Lorsque je ne suis pas d’atelier poulet, je retourne avec effarement les steaks apeurés qui suent sang et eau sur les planchas. Tout un arsenal de nourriture qui ne cesse de m’étonner. Mais que voulez-vous, tout ceci rapporte un maximum à ce qui se dit alors faudrait voir à ne pas être trop regardant sur les composants de ces créations hors du commun. Et puis, je ne fais qu’exécuter les ordres aboyés avec dédain par Jean-Guy alors je n’ai pas le choix. Oh, de toute façon, je ne ferai pas ça toute ma vie. J’en ai plus qu’assez de rentrer soir après soir les vêtements empreints de fumets entêtants. Un peu comme si j’avais trempé des heures durant dans une baignoire remplie d’huile de cuisson. Pas très heureux d’afficher une stature aussi peu alléchante.

J’ai rendez-vous avec Grincheux dans une heure. Ma période d’essai s’achève ce soir. Je vais savoir avec quel assaisonnement on voudra bien m’agrémenter. Pour un poste aussi touche à tout, quelqu’un comme moi devrait amplement faire l’affaire. Je suis docile et conciliant. Croyez-bien que ce sont des qualités essentielles si vous voulez survivre ici. Si vous ne rentrez pas dans le moule déjà tout formaté, autant vous diriger vous-même vers la sortie. Ce sera un gain de temps précieux pour tout le monde. Qu’on se le dise !

Un pavé dans la mare

Le verdict est sans appel. Jean Guy trouve que je ne possède pas les qualités requises pour travailler dans ce restaurant. Manque de réactivité. Pas assez affable. Trop ceci, pas assez ça. Non mais sans rire, je ne postule pas pour un emploi de cadre supérieur tout de même. Ce n’est qu’un gagne-pain à deux francs, six sous dans une chaîne de restauration rapide. Tout juste de quoi payer les factures et encore…
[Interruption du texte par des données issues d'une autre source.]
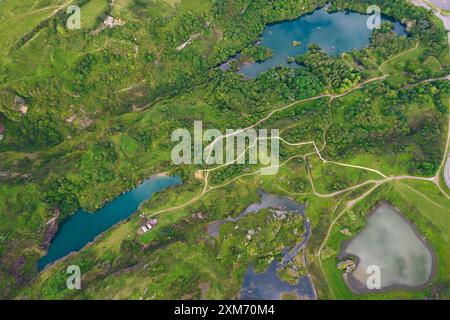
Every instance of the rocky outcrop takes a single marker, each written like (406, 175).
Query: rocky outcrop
(52, 228)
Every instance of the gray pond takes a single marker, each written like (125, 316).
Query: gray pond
(392, 243)
(335, 33)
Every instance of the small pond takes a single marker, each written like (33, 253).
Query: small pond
(82, 227)
(392, 243)
(335, 33)
(268, 285)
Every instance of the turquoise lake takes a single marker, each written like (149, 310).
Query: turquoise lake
(335, 33)
(82, 227)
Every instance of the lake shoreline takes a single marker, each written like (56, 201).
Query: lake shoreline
(97, 237)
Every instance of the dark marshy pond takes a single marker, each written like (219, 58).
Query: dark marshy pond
(392, 243)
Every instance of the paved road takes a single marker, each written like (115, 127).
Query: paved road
(447, 172)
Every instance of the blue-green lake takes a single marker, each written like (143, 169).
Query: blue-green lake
(82, 227)
(335, 33)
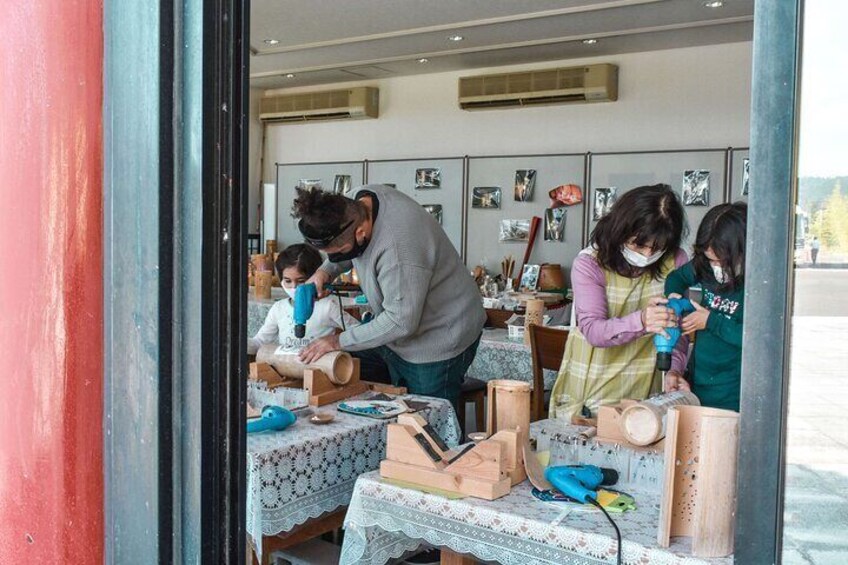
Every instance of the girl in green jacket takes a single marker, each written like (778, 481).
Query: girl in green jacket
(718, 268)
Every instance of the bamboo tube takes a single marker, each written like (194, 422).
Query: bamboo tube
(262, 287)
(337, 365)
(509, 406)
(534, 312)
(644, 423)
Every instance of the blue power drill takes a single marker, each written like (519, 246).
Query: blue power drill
(273, 418)
(665, 345)
(305, 296)
(580, 482)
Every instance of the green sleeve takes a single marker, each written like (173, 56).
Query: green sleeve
(728, 330)
(680, 280)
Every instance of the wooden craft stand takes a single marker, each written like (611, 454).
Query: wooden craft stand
(486, 470)
(699, 489)
(320, 389)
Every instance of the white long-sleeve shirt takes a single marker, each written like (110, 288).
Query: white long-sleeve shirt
(279, 324)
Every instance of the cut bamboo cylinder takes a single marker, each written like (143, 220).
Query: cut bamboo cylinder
(337, 365)
(535, 310)
(508, 405)
(262, 284)
(644, 423)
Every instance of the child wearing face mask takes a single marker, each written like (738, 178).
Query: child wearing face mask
(718, 269)
(295, 264)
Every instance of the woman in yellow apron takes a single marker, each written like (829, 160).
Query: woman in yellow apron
(619, 304)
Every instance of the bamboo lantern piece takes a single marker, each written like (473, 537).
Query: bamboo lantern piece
(337, 365)
(699, 490)
(262, 284)
(534, 313)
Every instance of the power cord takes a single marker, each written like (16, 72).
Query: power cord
(617, 531)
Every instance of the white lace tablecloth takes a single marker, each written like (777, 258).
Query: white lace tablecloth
(499, 357)
(384, 521)
(308, 470)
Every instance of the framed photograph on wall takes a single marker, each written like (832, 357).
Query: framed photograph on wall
(604, 199)
(434, 210)
(514, 231)
(486, 197)
(555, 224)
(428, 178)
(525, 183)
(696, 187)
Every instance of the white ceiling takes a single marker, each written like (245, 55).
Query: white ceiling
(329, 41)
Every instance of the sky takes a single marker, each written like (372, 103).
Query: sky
(823, 150)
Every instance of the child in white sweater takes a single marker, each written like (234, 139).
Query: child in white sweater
(295, 264)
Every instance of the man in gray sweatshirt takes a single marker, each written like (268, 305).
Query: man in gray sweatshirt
(428, 315)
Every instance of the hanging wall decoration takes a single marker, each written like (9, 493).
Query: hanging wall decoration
(525, 182)
(555, 224)
(342, 185)
(434, 210)
(514, 231)
(696, 187)
(428, 178)
(604, 199)
(486, 197)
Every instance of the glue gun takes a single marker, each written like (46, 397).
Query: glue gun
(304, 303)
(274, 418)
(665, 345)
(580, 482)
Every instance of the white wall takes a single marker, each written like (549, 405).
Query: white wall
(681, 98)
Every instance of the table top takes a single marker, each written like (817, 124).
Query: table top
(308, 470)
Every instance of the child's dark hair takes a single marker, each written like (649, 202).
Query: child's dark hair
(324, 213)
(723, 231)
(302, 256)
(651, 215)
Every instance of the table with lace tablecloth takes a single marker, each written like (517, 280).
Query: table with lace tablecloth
(384, 521)
(499, 357)
(308, 470)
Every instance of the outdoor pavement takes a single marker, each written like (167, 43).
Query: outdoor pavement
(816, 510)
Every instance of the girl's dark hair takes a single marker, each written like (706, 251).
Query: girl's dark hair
(324, 213)
(305, 257)
(723, 231)
(651, 215)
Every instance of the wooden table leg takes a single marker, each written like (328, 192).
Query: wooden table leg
(451, 558)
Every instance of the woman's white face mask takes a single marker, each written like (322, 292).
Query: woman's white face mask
(638, 260)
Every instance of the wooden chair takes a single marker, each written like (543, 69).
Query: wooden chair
(547, 347)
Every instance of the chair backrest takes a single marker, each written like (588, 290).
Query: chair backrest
(547, 346)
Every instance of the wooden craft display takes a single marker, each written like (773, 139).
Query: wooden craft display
(321, 389)
(699, 488)
(487, 469)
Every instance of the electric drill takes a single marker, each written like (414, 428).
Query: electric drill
(274, 418)
(665, 345)
(304, 303)
(580, 482)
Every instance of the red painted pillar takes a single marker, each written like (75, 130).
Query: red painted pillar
(51, 282)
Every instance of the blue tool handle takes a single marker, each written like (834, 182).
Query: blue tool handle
(274, 418)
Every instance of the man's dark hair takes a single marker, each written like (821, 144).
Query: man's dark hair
(650, 215)
(723, 231)
(324, 213)
(305, 257)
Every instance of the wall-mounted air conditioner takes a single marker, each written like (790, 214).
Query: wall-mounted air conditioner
(347, 104)
(592, 83)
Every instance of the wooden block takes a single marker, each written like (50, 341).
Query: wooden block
(484, 461)
(401, 446)
(438, 479)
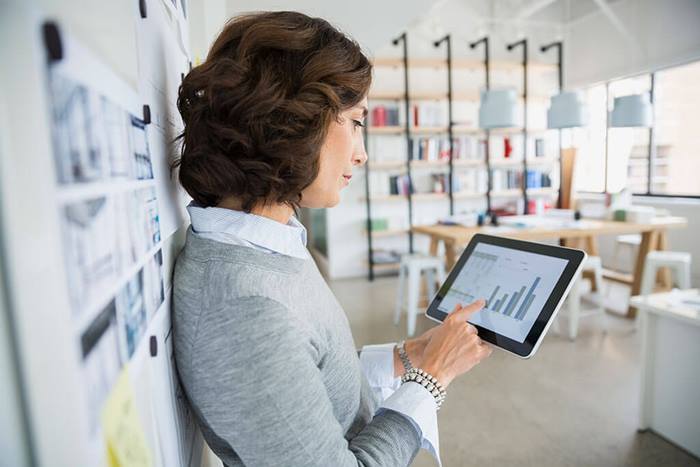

Quel affront tout de même. Je me suis donné à cent pour cent dans mon travail. Toujours à l’heure. Serviable. Je suivais les directives comme un gentil petit toutou qui obéit sans broncher à son maître. Tout ça pourquoi ? Me voir congédié comme un malpropre qui aurait volé dans la caisse. Je l’ai mauvaise, je vous assure. Je n’imaginais pas passer ma vie professionnelle dans ce boui-boui infâme mais un petit bout de chemin paraissait envisageable. Enfin, je retomberai sur mes pieds. J’ai une propension à rebondir qui ferait bien des envieux. Mais tout de même, ça pique mon égo. Les épines sont mordantes à l’instar de Jean-Guy. Franchement, pour qui se prend-il ce petit péteux de Directeur de Restaurant ? Il me considère comme un benêt sans nom, transforme ma période d’essai en un vague souvenir à caser aux oubliettes. Il va s’en mordre les doigts, c’est moi qui vous le dis.

L’ère de Jean-Guy sera bel et bien révolue sous peu. Il connaîtra lui aussi les joies de l’éviction. Avec les petites découvertes que j’ai glanées pendant mes trois semaines ici, va pas faire long feu l’monsieur, croyez-moi. Je n’ai rien dit encore mais j’ai la revanche tenace et je peux avoir le bras long aussi, si je veux. Au fond, je me suis bien amusé ici. C’était un petit jeu ultra jouissif. Quand j’y songe. Quelle bande de rigolos ! Tous à trimer comme des malades pour pas cher. Dire qu’aucun d’entre eux ne m’a reconnu.


Cela me sera aisé d’agir et pas incognito cette fois. Après tout, je suis le PDG du groupe.